Greenland Holding Group, a Chinese property developer, will invest £1.2 billion ($1.97 billion) in two London construction ventures, marking the first foray into the British market.
According to a company statement, the
state-owned developer will buy the historic Ram Brewery construction site for
£600 million. The Shanghai-based firm intends to construct homes, social
housing units, and retail space. qatar dale
In a quote, Greenland chairman Zhang
Yuliang said, "London is the world's financial hub and Europe's most
international region, with a mature economy."
Greenland is buying the 7.75-acre Ram
Brewery site from a property firm backed by ARES Capital Management and
Delancey Real Estate Asset Management Ltd., according to The Wall Street
Journal. The Ram Brewery site is the former home of the original brewery of
British pub chain Young & Co's Brewery. The agreement calls for the
construction of 661 new homes, including a 36-story tower with 166 units and
9,500 square meters of commercial space.
Greenland expects to spend another £600
million in a project near the River Thames in London's Canary Wharf, with a
gross floor area of 98,000 square meters and plans to become the UK's tallest
luxury residential housing project, according to the Wall Street Journal.
Last October, the developer revealed plans
to enter the London market.
Greenland has been actively seeking foreign
acquisitions, buying a $1 billion interest in a downtown Los Angeles project in
July for the first time.
The developer expanded its U.S. portfolio
last October when it bought a 70% stake in the Atlantic Yards Apartment Project
in Brooklyn.
Greenland recently announced plans to
invest $5 billion to $8 billion in new ventures overseas, with a focus on
Canada, France, and Singapore.
A $1 billion joint venture has been formed
by the Norway Oil Fund.
For $450 million, Norway's government
pension fund bought a 45 percent stake in Prologis Inc.'s 12.8
million-square-foot manufacturing and logistics property portfolio in the
United States.
According to a company release, Prologis
will retain a 55 percent stake in the joint venture and will control the
portfolio on behalf of the partnership.
The portfolio consists of 66 assets spread
across eight states and nine markets, with a deal price of approximately $1
billion.
The deal has no debt attached to it, and no
borrowing would be used, according to the firm.

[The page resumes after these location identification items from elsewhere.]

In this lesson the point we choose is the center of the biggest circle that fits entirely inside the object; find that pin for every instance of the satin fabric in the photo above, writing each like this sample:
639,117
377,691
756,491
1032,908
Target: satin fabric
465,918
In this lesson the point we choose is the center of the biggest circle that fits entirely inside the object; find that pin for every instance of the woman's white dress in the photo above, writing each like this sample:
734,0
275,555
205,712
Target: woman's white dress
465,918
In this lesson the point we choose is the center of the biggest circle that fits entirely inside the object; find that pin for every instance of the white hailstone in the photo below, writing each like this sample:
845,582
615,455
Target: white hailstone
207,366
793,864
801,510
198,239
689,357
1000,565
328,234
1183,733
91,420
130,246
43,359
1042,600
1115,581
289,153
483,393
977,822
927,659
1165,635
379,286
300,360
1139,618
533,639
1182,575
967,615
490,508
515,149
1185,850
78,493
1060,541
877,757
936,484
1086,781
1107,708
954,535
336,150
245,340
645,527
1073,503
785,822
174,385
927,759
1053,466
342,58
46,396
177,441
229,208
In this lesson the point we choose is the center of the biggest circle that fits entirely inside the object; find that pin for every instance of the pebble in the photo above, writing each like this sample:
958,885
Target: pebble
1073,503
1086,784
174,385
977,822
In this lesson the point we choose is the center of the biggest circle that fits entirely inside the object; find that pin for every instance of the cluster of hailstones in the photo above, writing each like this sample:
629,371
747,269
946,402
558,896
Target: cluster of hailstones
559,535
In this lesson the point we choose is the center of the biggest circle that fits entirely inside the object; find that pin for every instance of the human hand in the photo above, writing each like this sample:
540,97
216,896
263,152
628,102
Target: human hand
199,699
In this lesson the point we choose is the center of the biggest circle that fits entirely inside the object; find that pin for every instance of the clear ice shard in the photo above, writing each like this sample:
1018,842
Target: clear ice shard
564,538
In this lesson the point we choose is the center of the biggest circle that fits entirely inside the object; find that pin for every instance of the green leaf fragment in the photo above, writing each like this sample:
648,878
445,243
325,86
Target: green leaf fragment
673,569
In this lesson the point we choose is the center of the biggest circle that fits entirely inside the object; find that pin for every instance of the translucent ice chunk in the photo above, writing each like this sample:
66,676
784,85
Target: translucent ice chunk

In a tweet, Karsten Kallevig, chief
investment officer for real estate at Norges Bank Investment Management, said,
"We are investing in a strong portfolio of logistics assets close to main
transportation hubs."
The transaction is scheduled to be
completed in February 2014. The new partnership intends to expand its initial
portfolio by making further investments in the United States.
Norway's oil fund, one of the world's
biggest investors, plans to become a major player in real estate in the next
few years, with real estate investments accounting for 5% of the fund's total
assets.
The fund has made purchases in major cities
such as New York, Paris, and London so far. The fund bought a £350 million
portfolio of suburban warehouses in the United Kingdom in June.
According to Reuters, the fund paid $238
million for a 47.5 percent stake in Boston's 46-story office tower One
Financial Center, which has 1.3 million rentable square feet.